Outdoor Hub mobile, the outdoor information engine


----------



## catfishnut (Dec 23, 2010)

Yep.....ar15


----------



## Huntinbull (Apr 10, 2004)

More possibilities with the AR platform. Buy a base model now and trick it out as you have money and desire to in the future.


----------



## PITCHNIT (Nov 2, 2004)

Some of the kit AR's are pretty good. I haven't looked at the sites for awhile. I have a Delton lower with a Model 1 upper. 2 years ago it was about $100.00 less than anything else. Spikes tactical is also supposed to be good but I haven't delt with them. Also check out AR15.com. Looking around is half the fun. Good luck. Regards-Pitchnit.


----------



## Bowhunter57 (Feb 9, 2011)

lightning2863,
Welcome to OGF forums! 

Considering the amount of money you'd have to stick into a Mini-14 to make it as accurate as an AR, you could purchase a VERY nice AR. Mini-14s make excellent tomato stakes.  I have yet to see a factory Mini-14 that will shoot better than 2" groups at 100 yards, with box ammo. My Rock River Arms A4 (16" barrel) would shoot 1/2" groups at 100 yards with box ammo.

Even Walmart sells a DPMS A4 carbine with a flat top and collapsable stock for $587 and a simular model with a detachable carry handle in a Bushmaster for $618. Flat tops are the way to go for the best sight options.

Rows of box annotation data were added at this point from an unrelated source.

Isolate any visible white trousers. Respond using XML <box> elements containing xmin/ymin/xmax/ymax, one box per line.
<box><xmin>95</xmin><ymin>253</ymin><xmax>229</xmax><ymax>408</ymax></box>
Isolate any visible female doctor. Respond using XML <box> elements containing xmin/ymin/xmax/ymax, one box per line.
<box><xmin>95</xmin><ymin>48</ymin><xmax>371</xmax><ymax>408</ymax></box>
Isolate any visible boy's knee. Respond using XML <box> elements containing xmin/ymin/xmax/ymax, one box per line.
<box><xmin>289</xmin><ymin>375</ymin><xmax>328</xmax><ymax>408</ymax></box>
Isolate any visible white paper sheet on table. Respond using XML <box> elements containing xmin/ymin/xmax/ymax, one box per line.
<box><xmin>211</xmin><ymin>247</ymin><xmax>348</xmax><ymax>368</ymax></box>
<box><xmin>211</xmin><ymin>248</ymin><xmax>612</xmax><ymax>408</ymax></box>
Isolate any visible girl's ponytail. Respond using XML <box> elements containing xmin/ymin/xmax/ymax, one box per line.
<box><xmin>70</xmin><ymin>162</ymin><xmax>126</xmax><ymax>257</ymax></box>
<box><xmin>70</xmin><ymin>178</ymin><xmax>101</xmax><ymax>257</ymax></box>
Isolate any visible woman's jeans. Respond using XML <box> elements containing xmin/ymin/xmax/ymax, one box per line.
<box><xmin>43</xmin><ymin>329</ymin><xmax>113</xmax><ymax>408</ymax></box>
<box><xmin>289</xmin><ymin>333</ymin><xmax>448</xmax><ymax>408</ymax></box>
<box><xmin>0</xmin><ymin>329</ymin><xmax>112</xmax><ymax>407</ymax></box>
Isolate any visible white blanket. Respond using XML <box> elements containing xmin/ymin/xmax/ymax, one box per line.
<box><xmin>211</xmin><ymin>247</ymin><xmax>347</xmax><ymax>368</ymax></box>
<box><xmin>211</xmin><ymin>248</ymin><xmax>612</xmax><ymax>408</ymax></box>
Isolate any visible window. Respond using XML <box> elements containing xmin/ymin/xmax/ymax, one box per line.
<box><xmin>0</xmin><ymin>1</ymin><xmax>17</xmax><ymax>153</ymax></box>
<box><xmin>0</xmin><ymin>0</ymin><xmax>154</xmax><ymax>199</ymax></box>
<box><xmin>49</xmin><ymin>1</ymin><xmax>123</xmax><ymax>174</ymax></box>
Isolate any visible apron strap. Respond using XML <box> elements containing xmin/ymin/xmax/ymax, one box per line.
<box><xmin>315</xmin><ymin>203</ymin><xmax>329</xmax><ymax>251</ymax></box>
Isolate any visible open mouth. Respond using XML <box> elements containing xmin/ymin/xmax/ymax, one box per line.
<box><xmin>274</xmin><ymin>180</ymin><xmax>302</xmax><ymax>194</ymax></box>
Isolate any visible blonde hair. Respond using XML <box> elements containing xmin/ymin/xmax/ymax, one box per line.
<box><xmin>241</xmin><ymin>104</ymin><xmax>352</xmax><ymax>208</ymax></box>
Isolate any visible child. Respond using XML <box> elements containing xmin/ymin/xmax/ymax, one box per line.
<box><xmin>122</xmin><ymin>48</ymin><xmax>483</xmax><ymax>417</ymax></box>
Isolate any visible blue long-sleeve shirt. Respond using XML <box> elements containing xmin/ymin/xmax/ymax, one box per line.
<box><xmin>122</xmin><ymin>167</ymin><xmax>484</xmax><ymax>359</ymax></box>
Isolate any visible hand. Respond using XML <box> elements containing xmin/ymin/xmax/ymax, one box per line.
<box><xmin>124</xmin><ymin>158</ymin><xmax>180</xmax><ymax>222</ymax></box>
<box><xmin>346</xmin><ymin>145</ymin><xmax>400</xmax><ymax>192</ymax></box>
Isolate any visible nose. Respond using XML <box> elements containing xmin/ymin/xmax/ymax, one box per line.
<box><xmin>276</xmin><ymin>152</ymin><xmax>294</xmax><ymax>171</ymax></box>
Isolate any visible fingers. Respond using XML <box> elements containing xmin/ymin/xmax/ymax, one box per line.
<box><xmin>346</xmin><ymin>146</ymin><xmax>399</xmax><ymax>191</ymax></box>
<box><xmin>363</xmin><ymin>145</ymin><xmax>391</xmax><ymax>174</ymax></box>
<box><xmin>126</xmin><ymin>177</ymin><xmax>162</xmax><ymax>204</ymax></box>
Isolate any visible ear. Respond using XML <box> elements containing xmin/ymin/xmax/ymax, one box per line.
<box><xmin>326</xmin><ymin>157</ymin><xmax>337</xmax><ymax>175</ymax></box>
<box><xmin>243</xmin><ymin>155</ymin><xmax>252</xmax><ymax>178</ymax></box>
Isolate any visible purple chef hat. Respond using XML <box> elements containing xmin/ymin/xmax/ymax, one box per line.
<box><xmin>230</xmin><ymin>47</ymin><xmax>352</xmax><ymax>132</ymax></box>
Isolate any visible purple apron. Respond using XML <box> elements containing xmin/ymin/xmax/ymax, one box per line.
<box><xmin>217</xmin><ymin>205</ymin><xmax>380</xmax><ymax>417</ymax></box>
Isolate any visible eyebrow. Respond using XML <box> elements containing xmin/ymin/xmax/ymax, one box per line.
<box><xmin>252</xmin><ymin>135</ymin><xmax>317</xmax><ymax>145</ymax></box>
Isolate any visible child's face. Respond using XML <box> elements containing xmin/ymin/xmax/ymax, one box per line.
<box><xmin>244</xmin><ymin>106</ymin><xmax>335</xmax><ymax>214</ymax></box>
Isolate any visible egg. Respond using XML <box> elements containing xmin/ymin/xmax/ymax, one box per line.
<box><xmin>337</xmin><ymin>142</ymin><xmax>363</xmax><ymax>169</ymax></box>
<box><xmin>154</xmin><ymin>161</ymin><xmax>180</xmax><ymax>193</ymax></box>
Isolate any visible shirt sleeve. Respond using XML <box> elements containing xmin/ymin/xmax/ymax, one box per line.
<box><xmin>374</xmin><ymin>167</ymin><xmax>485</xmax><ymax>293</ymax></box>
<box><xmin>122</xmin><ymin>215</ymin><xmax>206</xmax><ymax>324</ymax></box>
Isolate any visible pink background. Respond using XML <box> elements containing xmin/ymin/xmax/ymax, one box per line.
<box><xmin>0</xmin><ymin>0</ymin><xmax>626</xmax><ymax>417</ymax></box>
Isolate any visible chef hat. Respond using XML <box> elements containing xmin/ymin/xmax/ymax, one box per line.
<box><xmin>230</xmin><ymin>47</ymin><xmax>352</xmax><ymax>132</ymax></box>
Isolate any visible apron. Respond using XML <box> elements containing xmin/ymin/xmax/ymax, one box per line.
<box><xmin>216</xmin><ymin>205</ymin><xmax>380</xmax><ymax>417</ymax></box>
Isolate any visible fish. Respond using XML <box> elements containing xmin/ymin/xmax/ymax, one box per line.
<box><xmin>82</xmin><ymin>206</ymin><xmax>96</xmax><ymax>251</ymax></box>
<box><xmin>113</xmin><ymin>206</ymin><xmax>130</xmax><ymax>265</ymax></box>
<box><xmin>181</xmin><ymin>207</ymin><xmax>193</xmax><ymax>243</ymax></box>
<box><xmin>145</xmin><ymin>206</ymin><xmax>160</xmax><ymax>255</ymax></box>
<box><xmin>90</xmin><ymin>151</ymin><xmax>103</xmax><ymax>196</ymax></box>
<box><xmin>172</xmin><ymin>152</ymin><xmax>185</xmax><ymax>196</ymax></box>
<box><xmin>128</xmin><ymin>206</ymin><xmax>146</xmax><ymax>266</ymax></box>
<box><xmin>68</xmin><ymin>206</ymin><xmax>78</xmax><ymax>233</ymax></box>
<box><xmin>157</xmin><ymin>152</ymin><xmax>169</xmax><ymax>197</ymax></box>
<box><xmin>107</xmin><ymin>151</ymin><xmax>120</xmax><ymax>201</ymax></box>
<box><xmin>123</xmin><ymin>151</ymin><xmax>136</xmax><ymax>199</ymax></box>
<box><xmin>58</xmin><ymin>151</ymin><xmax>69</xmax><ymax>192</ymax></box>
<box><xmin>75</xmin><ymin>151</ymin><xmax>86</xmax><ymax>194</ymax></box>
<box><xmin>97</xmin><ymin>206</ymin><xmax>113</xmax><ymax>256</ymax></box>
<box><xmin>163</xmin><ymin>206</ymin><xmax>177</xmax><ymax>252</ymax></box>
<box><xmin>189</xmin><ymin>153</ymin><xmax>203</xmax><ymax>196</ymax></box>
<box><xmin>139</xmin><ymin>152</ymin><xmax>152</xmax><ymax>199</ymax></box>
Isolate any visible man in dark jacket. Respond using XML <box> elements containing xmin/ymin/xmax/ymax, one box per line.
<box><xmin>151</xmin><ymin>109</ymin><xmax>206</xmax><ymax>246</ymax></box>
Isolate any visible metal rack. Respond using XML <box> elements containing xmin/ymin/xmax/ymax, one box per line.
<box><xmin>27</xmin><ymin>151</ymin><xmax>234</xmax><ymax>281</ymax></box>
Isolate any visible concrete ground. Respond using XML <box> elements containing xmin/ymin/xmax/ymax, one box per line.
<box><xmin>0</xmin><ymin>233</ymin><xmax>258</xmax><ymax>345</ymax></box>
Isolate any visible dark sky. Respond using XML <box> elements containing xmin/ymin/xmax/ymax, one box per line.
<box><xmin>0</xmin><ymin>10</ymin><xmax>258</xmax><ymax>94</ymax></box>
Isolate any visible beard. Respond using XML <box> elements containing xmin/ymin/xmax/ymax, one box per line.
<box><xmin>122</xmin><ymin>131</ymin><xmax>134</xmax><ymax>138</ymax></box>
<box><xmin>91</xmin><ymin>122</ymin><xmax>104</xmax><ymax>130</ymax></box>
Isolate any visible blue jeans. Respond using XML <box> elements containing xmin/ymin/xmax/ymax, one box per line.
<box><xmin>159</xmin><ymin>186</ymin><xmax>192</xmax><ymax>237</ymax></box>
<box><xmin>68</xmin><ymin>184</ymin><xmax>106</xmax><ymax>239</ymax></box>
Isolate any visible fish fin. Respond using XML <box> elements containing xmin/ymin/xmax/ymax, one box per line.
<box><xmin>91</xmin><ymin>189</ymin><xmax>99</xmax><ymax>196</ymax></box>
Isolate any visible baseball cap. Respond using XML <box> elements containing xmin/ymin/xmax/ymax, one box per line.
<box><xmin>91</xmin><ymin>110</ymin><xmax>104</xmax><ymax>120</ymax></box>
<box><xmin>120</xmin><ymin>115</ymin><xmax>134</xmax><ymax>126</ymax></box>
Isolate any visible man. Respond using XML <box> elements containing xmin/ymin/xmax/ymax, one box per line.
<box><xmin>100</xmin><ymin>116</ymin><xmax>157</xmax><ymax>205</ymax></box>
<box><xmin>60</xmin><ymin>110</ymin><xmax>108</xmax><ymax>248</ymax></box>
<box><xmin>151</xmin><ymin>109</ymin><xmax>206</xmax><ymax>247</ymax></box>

ARs are great hunting platforms...especially for coyotes and groundhogs. There's also the option of purchasing another upper, later, in another caliber. All you have to do is knock out 2 pins and install the other upper and you're ready to roll. 

Bowhunter57


----------



## TheSonicMarauder (Mar 9, 2006)

i paid 750 for my smith and wesson M&p15 and love every minute of it and ive fired both my father in laws mini 14 and my ar and when it comes to a semi auto .223 AR15 hands down.. but its just sooo easy to shoot and even easier to clean and accurate as all get out for a semi auto..... LOVE IT


----------



## sherman51 (Apr 12, 2011)

it seems most agree the ar is the way to go. i really didnt know, but always wondered about the mini-14, as i shot the m-14 in boot camp and then the m-16 the rest of my time in the corps. and i loved the full size m-14. i could shoot circles around the m-16 with my old full size m-14. i know the m-16 was more of a bush gun compaired to the old m-14. but i,ve never shot a mini-14. but it sounds like the ar is a better gun.
sherman


----------



## boatnut (Nov 22, 2006)

Why not live large and get those zombies from a safe distance? AR 30 !


----------



## 7thcorpsFA (Mar 6, 2010)

I've had both. The mini 14 was an inaccurate, jamming piece of junk. AR-15 all the way.


----------



## DaleM (Apr 5, 2004)

AR15 for sure. We put these through hell and back in the service but they always fired. Simple to clean and cheaper to shoot. You can buy a 1000 round case for about $240.00 if you shop around 
I have to agree with sherman51 though, I loved the pattern we could shoot with the M-14. The military choose to change over to the AR15 since it was better suited for all around use, and more forgiving if you got it dirty.


----------